Here are the influential voices leading the conversations where nonprofits and technology overlap.
The information age is upon us, and it’s producing information at such an enormous rate that many businesses and users have a hard time grasping it all. Big data is the term applied to this glut of data sets that are too long to manage without some kind of software or engineering to filter through it all efficiently.
So in summary: We’ve built tools that generate more information, which then require us to build more tools to interpret and analyze that information. Have things always been this complicated?
Chuck Hollis, vice president of global marketing at EMC, thinks big data isn’t all that new of a concept. In fact, it’s been at work in several industries for some time, he writes.
When considering big-data analytics, it's a relatively easy mental exercise to go vertical-by-vertical and come up with a half-dozen extremely compelling use cases that could be enabled by data science, data scientists and supporting infrastructure.

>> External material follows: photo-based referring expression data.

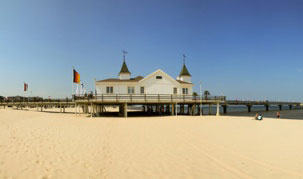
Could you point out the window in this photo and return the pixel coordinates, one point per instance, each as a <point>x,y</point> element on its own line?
<point>185,90</point>
<point>109,89</point>
<point>175,90</point>
<point>131,90</point>
<point>142,90</point>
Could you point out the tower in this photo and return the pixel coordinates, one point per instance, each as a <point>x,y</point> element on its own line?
<point>124,72</point>
<point>184,74</point>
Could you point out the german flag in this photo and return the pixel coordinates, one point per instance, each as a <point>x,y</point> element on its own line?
<point>25,86</point>
<point>76,76</point>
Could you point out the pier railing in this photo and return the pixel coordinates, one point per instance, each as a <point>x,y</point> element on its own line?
<point>118,98</point>
<point>148,98</point>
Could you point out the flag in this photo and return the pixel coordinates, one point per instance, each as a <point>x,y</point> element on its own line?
<point>25,87</point>
<point>76,76</point>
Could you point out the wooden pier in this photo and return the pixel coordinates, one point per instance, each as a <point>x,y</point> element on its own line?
<point>150,104</point>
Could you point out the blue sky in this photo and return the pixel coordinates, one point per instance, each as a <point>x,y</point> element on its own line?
<point>244,49</point>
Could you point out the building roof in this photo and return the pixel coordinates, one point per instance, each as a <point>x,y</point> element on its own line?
<point>124,68</point>
<point>184,82</point>
<point>184,71</point>
<point>138,78</point>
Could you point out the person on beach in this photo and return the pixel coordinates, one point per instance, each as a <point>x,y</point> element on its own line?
<point>258,117</point>
<point>278,114</point>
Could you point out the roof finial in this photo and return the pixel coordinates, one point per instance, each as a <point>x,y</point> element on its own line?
<point>124,53</point>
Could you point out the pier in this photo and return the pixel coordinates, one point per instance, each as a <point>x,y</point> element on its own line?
<point>150,104</point>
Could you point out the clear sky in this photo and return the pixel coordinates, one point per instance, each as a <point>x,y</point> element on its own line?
<point>244,49</point>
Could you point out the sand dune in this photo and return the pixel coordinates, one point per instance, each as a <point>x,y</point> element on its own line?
<point>52,145</point>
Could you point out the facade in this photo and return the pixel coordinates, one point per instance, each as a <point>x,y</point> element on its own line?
<point>157,82</point>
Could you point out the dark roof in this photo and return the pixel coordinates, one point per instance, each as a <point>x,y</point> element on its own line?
<point>183,82</point>
<point>184,71</point>
<point>124,68</point>
<point>138,78</point>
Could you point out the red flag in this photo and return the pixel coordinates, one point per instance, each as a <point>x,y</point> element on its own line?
<point>25,87</point>
<point>76,77</point>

It's relatively new, and it's certainly extremely cool.
But the generic model of using big data — in its broader form — to support advanced knowledge workers is nothing new. Energy exploration. Weather modeling. Engineering simulations. Media and entertainment. Drug research.
No, these aren't the sexy web-scale companies that are the darling of the media; but they are pretty cool nonetheless when you get to understand what they do.
In one sense, the notion of creating incredible value from smart people working with enormous amounts of data is not really that new. The only thing that's new is the much broader applicability.